Practice Problems 18

Problem 1: Change in gun ownership

A 2016 study described in The Guardian found that a random sample of US adults in 1994 found a female rate of gun ownership of 9%. A similar random sample in 2015 found the rate of female gun ownership rose to 12%. In the section 3.2 handout, we assumed that the SE for the difference in these two sample proportions is 2%. Show how this SE was computed using the appropriate SE formula from chapter 6. Assume that the sample sizes in both 1994 and 2015 were 500.

Click for answer

Answer:

We have a 1994 sample proportion of \(\hat{p}_{1994} = 0.09\) and a 2015 sample proportion of \(\hat{p}_{2015} = 0.12\) . The SE of the difference in two sample proportions for a confidence interval is given by:

\[SE = \sqrt{\frac{\hat{p}_{1994} (1 - \hat{p}_{1994} )}{n_{1994}} + \frac{\hat{p}_{2015} (1 - \hat{p}_{2015} )}{n_{2015}}} = 0.0194 \approx 0.02 \]
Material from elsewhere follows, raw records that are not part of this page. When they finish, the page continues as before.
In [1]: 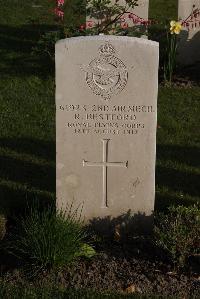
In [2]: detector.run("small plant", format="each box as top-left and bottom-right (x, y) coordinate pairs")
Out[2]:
(154, 206), (200, 267)
(0, 213), (6, 241)
(164, 21), (182, 84)
(7, 204), (95, 274)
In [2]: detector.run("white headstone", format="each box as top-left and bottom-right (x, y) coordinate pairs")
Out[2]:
(56, 35), (158, 230)
(178, 0), (200, 65)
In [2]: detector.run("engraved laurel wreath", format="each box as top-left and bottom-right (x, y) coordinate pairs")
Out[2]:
(81, 42), (128, 100)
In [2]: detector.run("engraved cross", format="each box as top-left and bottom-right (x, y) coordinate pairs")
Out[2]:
(83, 139), (128, 208)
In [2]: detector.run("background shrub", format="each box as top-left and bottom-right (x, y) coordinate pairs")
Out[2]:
(154, 206), (200, 267)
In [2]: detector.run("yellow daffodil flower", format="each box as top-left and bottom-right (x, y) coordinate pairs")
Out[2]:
(170, 21), (182, 34)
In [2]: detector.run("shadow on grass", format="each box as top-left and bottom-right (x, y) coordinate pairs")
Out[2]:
(155, 145), (200, 210)
(0, 138), (55, 214)
(0, 24), (57, 77)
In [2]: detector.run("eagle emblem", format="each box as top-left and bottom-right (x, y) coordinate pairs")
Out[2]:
(81, 42), (128, 100)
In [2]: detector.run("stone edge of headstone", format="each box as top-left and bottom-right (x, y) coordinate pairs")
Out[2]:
(56, 35), (159, 47)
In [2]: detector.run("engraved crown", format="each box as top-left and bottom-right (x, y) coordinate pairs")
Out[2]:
(99, 42), (115, 56)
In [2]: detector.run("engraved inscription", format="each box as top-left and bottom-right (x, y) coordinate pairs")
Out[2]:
(83, 139), (128, 208)
(58, 104), (155, 135)
(81, 42), (128, 100)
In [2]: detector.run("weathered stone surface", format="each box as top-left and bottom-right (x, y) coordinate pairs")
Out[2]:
(178, 0), (200, 65)
(56, 35), (158, 224)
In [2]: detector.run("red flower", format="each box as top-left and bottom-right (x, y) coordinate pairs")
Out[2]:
(54, 7), (64, 19)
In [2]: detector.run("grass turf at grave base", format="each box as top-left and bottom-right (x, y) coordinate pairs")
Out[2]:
(0, 282), (176, 299)
(0, 0), (200, 216)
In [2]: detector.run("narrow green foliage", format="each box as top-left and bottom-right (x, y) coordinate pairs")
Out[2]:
(164, 32), (177, 84)
(5, 208), (94, 274)
(155, 206), (200, 267)
(0, 213), (6, 240)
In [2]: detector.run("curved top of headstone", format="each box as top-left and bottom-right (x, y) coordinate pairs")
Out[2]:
(56, 35), (159, 47)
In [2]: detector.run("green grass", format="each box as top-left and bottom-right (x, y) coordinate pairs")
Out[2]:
(0, 0), (200, 218)
(0, 281), (175, 299)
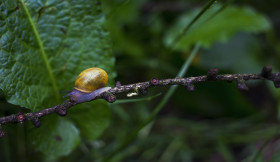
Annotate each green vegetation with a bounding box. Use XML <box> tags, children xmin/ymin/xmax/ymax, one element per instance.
<box><xmin>0</xmin><ymin>0</ymin><xmax>280</xmax><ymax>162</ymax></box>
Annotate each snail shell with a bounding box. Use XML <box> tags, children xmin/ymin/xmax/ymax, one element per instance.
<box><xmin>74</xmin><ymin>67</ymin><xmax>108</xmax><ymax>93</ymax></box>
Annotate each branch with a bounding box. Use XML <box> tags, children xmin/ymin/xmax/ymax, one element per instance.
<box><xmin>0</xmin><ymin>66</ymin><xmax>280</xmax><ymax>137</ymax></box>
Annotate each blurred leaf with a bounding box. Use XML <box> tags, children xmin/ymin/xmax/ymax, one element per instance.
<box><xmin>164</xmin><ymin>5</ymin><xmax>270</xmax><ymax>50</ymax></box>
<box><xmin>0</xmin><ymin>0</ymin><xmax>116</xmax><ymax>158</ymax></box>
<box><xmin>0</xmin><ymin>0</ymin><xmax>115</xmax><ymax>111</ymax></box>
<box><xmin>200</xmin><ymin>33</ymin><xmax>262</xmax><ymax>73</ymax></box>
<box><xmin>69</xmin><ymin>101</ymin><xmax>110</xmax><ymax>140</ymax></box>
<box><xmin>28</xmin><ymin>116</ymin><xmax>80</xmax><ymax>159</ymax></box>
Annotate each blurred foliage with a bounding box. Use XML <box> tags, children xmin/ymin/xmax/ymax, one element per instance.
<box><xmin>0</xmin><ymin>0</ymin><xmax>280</xmax><ymax>162</ymax></box>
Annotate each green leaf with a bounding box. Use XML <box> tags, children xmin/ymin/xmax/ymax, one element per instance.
<box><xmin>0</xmin><ymin>0</ymin><xmax>116</xmax><ymax>158</ymax></box>
<box><xmin>164</xmin><ymin>5</ymin><xmax>270</xmax><ymax>51</ymax></box>
<box><xmin>200</xmin><ymin>33</ymin><xmax>262</xmax><ymax>73</ymax></box>
<box><xmin>28</xmin><ymin>116</ymin><xmax>80</xmax><ymax>159</ymax></box>
<box><xmin>0</xmin><ymin>0</ymin><xmax>115</xmax><ymax>111</ymax></box>
<box><xmin>68</xmin><ymin>101</ymin><xmax>110</xmax><ymax>140</ymax></box>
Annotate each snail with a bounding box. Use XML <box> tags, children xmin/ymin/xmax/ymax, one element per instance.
<box><xmin>64</xmin><ymin>67</ymin><xmax>111</xmax><ymax>103</ymax></box>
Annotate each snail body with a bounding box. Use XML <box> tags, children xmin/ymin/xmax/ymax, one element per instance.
<box><xmin>66</xmin><ymin>67</ymin><xmax>111</xmax><ymax>103</ymax></box>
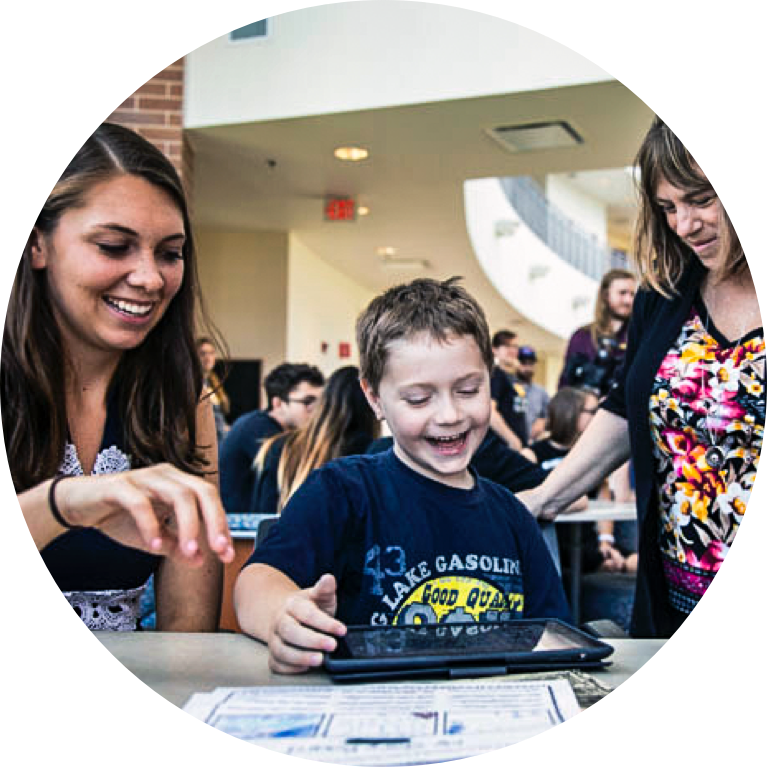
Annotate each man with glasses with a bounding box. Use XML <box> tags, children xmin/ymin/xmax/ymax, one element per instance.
<box><xmin>219</xmin><ymin>362</ymin><xmax>325</xmax><ymax>514</ymax></box>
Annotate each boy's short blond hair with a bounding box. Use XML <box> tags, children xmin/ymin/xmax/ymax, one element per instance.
<box><xmin>357</xmin><ymin>277</ymin><xmax>493</xmax><ymax>392</ymax></box>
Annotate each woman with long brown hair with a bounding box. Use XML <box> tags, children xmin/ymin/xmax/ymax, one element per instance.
<box><xmin>0</xmin><ymin>124</ymin><xmax>233</xmax><ymax>631</ymax></box>
<box><xmin>523</xmin><ymin>118</ymin><xmax>765</xmax><ymax>636</ymax></box>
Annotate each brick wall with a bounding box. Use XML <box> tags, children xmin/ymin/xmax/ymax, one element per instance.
<box><xmin>106</xmin><ymin>58</ymin><xmax>193</xmax><ymax>189</ymax></box>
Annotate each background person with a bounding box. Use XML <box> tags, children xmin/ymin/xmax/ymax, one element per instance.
<box><xmin>197</xmin><ymin>337</ymin><xmax>229</xmax><ymax>445</ymax></box>
<box><xmin>522</xmin><ymin>118</ymin><xmax>765</xmax><ymax>636</ymax></box>
<box><xmin>219</xmin><ymin>362</ymin><xmax>325</xmax><ymax>514</ymax></box>
<box><xmin>250</xmin><ymin>365</ymin><xmax>381</xmax><ymax>514</ymax></box>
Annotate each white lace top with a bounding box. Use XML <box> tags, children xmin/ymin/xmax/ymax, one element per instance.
<box><xmin>54</xmin><ymin>442</ymin><xmax>155</xmax><ymax>631</ymax></box>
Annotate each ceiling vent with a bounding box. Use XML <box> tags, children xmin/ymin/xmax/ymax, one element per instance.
<box><xmin>487</xmin><ymin>120</ymin><xmax>584</xmax><ymax>153</ymax></box>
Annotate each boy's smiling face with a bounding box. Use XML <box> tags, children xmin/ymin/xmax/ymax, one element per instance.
<box><xmin>362</xmin><ymin>333</ymin><xmax>491</xmax><ymax>488</ymax></box>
Problem 2: Accuracy of Lie Detectors

Participants in a study to evaluate the accuracy of lie detectors were divided into two groups, with one group reading true material and the other group reading false material, while connected to a lie detector. Both groups received electric shocks to add stress. The two way table indicates whether the participants were lying or telling the truth and also whether the lie detector indicated they were lying or not.

	Detector Says Lying	Detector Says Not	Total
Person Lying	31	17	48
Person Not	27	21	48
Total	58	38	96

(a) Are the conditions met for using the normal distribution?

Click for answer

Answer: Yes (all cell counts at least 10)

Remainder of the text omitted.